You’d think after such an extravaganza, breakfast would be the last thing on our minds the following day – not so.
My first choice of the avocado dish was unavailable so I devised my own breakfast of sourdough bread topped with black pudding and poached eggs. The kitchen was only too happy to oblige and it was so incredible, my partner chose it the following morning.
Having experienced – and loved - breakfasts, lunches and evening meals, our final culinary delight was afternoon tea – and what a way to end the most incredible two-night stay.
Created by passionate pastry team, led by Camilia Leao Marafioti, the afternoon teas are available daily from 12-4pm, and are genuinely worth the £55 per person.
Talk about a wow factor.
Firstly, sandwiches. In order of my preference. Butter poached lobster, chipotle and picked shallot; confit chicken with curry mayonnaise and apple; salmon gravadlax, beetroot and horseradish crème fraiche; free range egg and watercress mayonnaise; cucumber dill with cream cheese; honey-glazed ham with Cumberland mustard.
Then savoury. Potted shrimps on crumpet; cheddar cheese and truffle custard filled doughnut; beetroot and goat’s curd crème Brule; duck croquettes with damson ketchup.
And if you’ve got a sweet tooth you’d adore the little individual fancies of key lime pies; pineapple coladas; black forest gateaux, apple crumble and banoffees. And that’s not the end….homemade scones with preserve and clotted cream (I did eat some of this off the back of a spoon when no one was looking).
Tea and coffee was available but after a swift 20-minute walk into Waterside, a cool lager was the order of the day.
The hotel has 30 rooms – situated in the main house, the Lakehouse and one suite in the historic Boat House, which is the only bedroom to sit directly above Lake Windermere, with its own private entrance, terrace and direct beach access. This romantic room, as you would imagine, has shown-stopping views and a copper slipper bath with picture window. There are even Japanese toilets.
I had the opportunity to check out a few of the rooms – you genuinely wouldn’t be disappointed to stay in any with a mixture of original features, fireplaces, stained glass windows, beautifully and sensitively decorated. There are also dog friendly rooms and the pooches even get welcome packs with biscuits with their names on a doggie menu. Cuteness overload.
The rooms’ marble bathrooms are stunning and the products from Cumbrian company Bath House are fabulous – I loved the bamboo and jasmine hair and body wash.
We stayed in the Langdale Pikes suite where the amazing views were accentuated thanks to the turret – which gave off major fairy-tale castle vibes. The binoculars in the room were put to good use.
The bathroom with stand-alone bath plus stained glass window was my second favourite element in the suite. We also took advantage of the complimentary mini-bar, the tropical session IPA Paradise No.3 was a huge hit with my partner.

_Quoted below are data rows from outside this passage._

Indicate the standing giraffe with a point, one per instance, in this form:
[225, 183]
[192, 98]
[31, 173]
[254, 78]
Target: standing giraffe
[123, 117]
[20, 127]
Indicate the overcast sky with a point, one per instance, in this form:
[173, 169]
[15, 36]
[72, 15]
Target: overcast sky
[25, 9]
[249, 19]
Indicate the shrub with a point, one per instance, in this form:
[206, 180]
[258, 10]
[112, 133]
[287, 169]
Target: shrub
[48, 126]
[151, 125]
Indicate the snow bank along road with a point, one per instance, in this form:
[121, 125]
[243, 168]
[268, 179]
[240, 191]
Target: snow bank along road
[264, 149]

The funky can of citrussy pale ale went down a treat. And I loved the damson gin.
As you can tell, you don’t need to leave the hotel and its grounds if you don’t want to. We walked into Waterhead, which took about us about 20 minutes, and then a further 15 minutes into Ambleside. We also took the Waterhead-to-Windermere lake cruise – which I highly recommend. The commentary was really good and even though it was rather breezy, I still took one of the front seats on the top deck.
After a mooch around Windermere, we walked back to the hotel – which nicely whetted our appetite for that evening’s meal.

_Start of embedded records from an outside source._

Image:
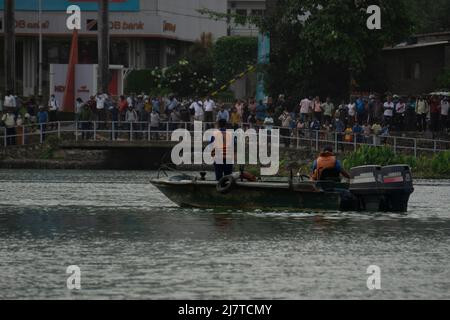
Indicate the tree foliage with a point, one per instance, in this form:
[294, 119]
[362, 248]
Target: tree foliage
[319, 45]
[430, 15]
[232, 55]
[205, 67]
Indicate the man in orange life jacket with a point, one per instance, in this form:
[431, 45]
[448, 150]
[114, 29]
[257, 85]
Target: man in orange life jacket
[225, 168]
[327, 162]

The two words that stand out for me when recalling my tremendous trip are setting and service. The Windermere setting speaks for itself, I’ve never stayed in a property with such uninterrupted, panoramic, beguiling views.
And service - every member of general manager Mike Vincent’s team are there to ensure every guest’s stay is memorable and the best it could possibly be. Annmarie said the hotel operates a ‘warm hospitality ethos’ – I experienced this first-hand in spades and Langdale Chase is without doubt the ultimate place for memory-making.
Standard doubles, in low season, start from about £290.